The implementation of {crane} at Roche demonstrates that the successful adoption of open-source tools at scale requires a deliberate balance between global flexibility and local standardization. By building upon the robust foundation of {gtsummary}, we have been able to provide our data scientists with a modern, “tidy” workflow that they find intuitive and powerful, while simultaneously ensuring that every output meets the rigorous aesthetic and structural requirements of pharmaceutical reporting.

Our experience highlights that the most effective path toward organizational standardization is not to restrict choice, but to lower the barrier to “correct” formatting. Through the use of institutional themes and domain-specific wrappers, {crane} effectively codifies complex reporting guidelines into a few lines of code. This “blueprint” approach reduces the manual overhead of table construction, minimizes the risk of human error in formatting, and allows statisticians and programmers to focus on the scientific integrity of their results rather than the minutiae of table borders or rounding rules.

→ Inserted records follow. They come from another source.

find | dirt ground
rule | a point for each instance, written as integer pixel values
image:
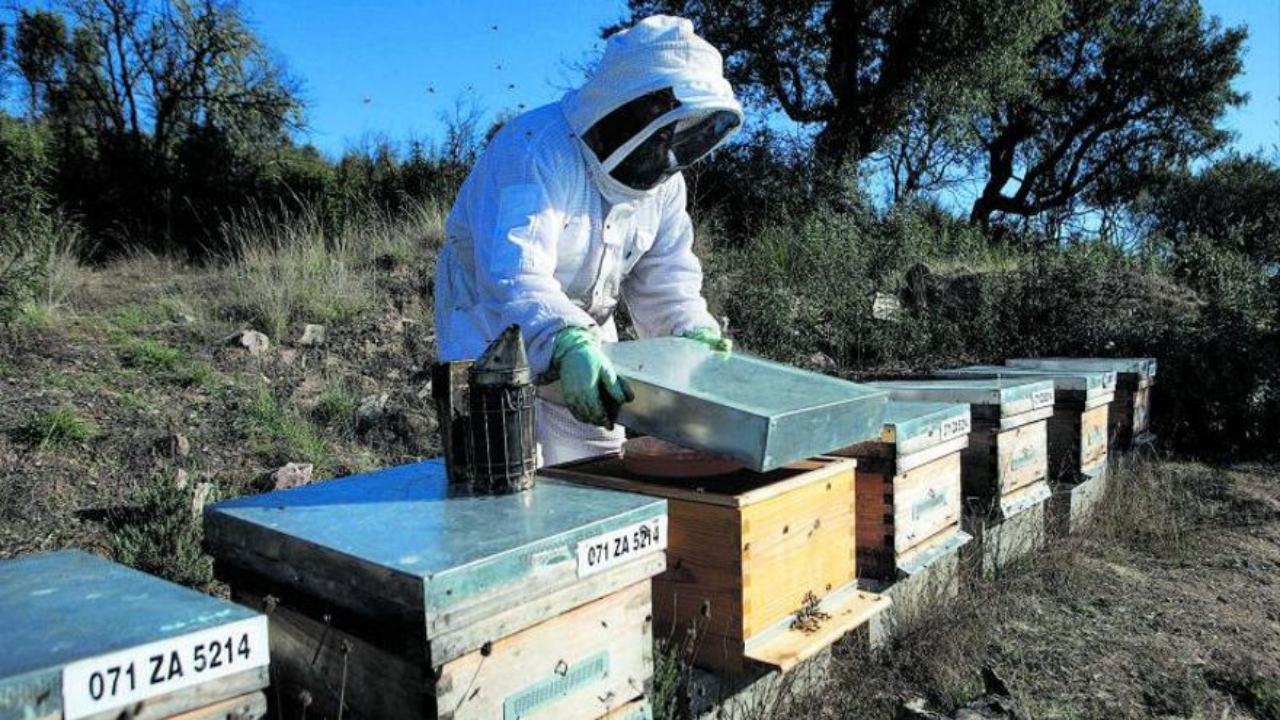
(124, 408)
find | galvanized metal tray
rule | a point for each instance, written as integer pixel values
(759, 413)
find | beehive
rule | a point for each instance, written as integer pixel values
(760, 566)
(909, 488)
(400, 598)
(1005, 466)
(83, 637)
(1129, 420)
(1078, 431)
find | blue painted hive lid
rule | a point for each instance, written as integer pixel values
(1143, 368)
(1004, 397)
(396, 545)
(64, 611)
(1092, 383)
(913, 427)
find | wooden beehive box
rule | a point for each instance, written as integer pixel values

Furthermore, the integration of Analysis Results Data (ARD) within this framework ensures that our reporting pipeline remains future-proof, supporting a metadata-driven approach that enhances traceability and reproducibility. As organizations across the industry continue to modernize their clinical trial environments, the model presented here—extending high-quality open-source packages with institution-specific functionality—serves as a scalable roadmap. Ultimately, {crane} proves that when the power of the community is paired with the precision of institutional standards, the result is a significant gain in both efficiency and quality for clinical reporting.